The most recent figures available as part of a statewide database on city compensation levels shows that during the 2011 calendar year, 161 of Tracy’s 539 employees earned more than $100,000, including regular pay, overtime and benefits.
The city ranked 36th out of the 474 cities in the state in average overall compensation, spending $69,860 per employee.
That puts it ahead of San Joaquin County neighbors Stockton (65th, $64,539), Manteca (156th, $52,414) and Lodi (276th, $40,261).
Tracy’s average compensation was also slightly greater than that of such cities as San Francisco ($68,561) and San Jose ($68,339), but less than Livermore ($73,309).
The highest-paying municipality, Indian Wells in Riverside County, pays its 39 employees an average of $107,343 a year.
City Manager Leon Churchill said that simply comparing averages doesn’t give an “apple-to-apple” picture.
Churchill — who topped Tracy’s compensation list at $212,957, according to the database — said employee compensation is higher than that of other San Joaquin County cities because Tracy is a “full-service city” in relatively good financial health.
“(Tracy) provides most services associated with local government services, ranging from police and fire to recreation to utilities, and even an airport,” Churchill said. “This is by necessity due to Tracy’s relative geographic isolation. Cities in a metropolitan area have a logistically easier time to merge services.”
Such mergers can reduce a city’s standing on the statewide list, Churchill said.
He added that Tracy compares favorably with a list of 10 Northern California burgs the city uses to judge compensation. While overall average pay is higher than in many cities, comparing similar positions shows Tracy is not profligate with employees, Churchill said.
“City employees are low-paid compared to the East Bay and highly paid when compared to the Central Valley, and that is how it should be,” he said.
The city manager also said Tracy’s average is skewed because all members of South County Fire Authority — which includes Tracy Fire Department and Tracy Rural Fire Protection District — fall under the city’s employment umbrella.
Among the 161 city employees who earned six-figure compensation in 2011, 118 were members of the fire and police departments.

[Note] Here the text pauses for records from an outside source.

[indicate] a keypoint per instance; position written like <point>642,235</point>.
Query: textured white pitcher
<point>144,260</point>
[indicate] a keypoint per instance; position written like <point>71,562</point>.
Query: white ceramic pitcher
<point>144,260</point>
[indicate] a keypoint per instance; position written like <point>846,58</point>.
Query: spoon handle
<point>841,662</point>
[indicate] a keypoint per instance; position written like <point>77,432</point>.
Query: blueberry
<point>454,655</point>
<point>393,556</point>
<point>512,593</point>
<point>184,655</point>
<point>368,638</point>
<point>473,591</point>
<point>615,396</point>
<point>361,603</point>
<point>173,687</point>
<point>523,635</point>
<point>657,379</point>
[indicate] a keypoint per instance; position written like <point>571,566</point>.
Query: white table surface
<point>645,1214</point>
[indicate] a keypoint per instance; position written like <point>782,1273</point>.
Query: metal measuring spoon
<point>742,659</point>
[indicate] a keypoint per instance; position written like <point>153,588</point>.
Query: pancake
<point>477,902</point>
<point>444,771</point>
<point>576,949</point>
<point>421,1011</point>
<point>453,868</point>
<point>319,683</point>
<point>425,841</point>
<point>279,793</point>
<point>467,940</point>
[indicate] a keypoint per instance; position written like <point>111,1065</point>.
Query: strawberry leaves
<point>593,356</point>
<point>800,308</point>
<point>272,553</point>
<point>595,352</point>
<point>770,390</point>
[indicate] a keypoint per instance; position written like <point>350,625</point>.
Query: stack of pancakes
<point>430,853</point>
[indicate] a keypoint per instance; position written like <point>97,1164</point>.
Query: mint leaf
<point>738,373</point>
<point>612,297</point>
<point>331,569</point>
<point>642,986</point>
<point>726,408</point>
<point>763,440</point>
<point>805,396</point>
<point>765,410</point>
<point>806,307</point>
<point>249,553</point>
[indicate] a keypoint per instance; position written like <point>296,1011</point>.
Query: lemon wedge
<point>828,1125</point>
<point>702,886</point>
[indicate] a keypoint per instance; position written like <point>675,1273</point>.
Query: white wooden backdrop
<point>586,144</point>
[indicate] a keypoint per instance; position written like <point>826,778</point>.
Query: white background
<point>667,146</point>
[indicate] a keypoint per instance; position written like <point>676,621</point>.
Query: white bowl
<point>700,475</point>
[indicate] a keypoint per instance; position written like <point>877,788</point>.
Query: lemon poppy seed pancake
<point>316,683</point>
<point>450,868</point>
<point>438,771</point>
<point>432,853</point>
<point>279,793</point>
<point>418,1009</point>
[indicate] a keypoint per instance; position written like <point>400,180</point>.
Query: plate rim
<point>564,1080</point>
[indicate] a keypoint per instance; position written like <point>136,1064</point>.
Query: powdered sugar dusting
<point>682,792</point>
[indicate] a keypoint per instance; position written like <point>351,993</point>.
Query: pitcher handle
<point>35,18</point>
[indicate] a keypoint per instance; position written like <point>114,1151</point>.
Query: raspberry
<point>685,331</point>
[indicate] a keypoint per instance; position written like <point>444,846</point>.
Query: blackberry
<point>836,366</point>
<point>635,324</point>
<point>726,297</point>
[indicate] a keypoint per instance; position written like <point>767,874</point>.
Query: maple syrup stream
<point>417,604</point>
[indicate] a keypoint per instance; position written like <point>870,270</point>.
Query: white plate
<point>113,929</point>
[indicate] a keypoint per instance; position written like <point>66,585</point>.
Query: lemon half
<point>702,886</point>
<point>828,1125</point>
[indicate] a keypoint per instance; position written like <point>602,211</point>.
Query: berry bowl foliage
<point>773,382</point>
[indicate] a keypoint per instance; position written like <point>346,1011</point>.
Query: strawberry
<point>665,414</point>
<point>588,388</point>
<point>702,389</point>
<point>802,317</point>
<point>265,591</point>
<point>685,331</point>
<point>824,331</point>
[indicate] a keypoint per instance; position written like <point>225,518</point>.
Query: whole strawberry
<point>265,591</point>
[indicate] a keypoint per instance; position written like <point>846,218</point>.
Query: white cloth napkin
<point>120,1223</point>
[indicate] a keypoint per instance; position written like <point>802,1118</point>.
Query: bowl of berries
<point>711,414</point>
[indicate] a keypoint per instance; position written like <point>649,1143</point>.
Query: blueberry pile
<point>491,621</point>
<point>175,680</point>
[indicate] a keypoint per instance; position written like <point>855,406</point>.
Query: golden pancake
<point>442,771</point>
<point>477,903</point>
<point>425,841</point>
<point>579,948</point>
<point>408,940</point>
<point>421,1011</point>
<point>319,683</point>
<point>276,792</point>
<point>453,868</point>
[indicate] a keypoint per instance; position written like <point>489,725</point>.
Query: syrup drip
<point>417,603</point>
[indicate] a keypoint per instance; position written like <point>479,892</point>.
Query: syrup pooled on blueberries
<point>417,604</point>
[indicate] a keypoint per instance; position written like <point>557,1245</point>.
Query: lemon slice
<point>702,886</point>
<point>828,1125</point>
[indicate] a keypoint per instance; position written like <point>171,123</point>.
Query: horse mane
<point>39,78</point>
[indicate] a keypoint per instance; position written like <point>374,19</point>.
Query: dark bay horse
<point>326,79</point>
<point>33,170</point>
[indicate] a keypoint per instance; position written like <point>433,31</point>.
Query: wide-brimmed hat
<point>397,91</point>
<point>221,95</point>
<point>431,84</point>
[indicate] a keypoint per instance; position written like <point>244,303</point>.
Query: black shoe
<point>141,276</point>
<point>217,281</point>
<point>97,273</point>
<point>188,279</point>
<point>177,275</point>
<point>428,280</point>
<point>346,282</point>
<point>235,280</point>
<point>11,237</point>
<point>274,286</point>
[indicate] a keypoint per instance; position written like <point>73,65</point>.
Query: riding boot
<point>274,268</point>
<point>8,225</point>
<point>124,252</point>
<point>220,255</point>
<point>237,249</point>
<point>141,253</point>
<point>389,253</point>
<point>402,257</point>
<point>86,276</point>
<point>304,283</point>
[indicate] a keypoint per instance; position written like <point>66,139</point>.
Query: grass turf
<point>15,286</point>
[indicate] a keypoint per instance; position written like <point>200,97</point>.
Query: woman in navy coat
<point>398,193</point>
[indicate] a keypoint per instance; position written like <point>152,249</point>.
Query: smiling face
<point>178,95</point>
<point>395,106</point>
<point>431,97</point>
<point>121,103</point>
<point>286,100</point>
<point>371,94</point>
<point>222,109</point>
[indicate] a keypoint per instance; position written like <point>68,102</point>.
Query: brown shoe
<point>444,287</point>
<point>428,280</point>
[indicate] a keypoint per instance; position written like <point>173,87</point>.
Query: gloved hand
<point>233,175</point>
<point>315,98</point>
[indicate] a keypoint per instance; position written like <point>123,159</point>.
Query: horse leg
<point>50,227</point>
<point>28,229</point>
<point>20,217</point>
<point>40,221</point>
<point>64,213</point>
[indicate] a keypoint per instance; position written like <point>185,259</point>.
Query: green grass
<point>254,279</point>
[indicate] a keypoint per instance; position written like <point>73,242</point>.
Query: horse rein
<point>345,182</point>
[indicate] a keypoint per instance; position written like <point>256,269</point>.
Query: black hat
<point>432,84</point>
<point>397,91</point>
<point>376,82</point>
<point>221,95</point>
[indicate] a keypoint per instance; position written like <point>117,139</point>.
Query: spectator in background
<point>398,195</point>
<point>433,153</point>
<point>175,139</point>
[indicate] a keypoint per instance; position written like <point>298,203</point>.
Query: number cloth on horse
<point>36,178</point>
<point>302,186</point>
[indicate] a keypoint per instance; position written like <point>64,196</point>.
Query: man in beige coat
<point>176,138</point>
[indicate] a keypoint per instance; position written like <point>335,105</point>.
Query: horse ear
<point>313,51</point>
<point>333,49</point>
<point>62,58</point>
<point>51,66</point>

Ryan Gall, vice president of the Tracy Firefighters Association, said the numbers reported by the state do not tell the whole story.
The cost of compensation listed in the database isn’t all borne by city taxpayers, Gall said, especially when it comes to the fire department.
When the California Department of Forestry and Fire Protection calls firefighters to help battle wildfires, for instance, the state reimburses Tracy for the time local crew members work with Cal Fire.
Gall also said overtime can add to a city employee’s compensation — and thus boost Tracy’s average on the state list — while saving the city money by avoiding the need to hire another employee with full-time salary and benefits.
“Paying overtime is cheaper than paying for a salaried position (with lower base salary),” Gall said.
He also said firefighters put in significant hours even without extra pay. A typical Tracy firefighter works the equivalent of 364 eight-hour days in a year in rotating shifts of 48 hours on the clock and 72 hours off.
During those 48 hours on duty, Gall said, firefighters are always on call.
“They’re not just handing this out,” Gall said.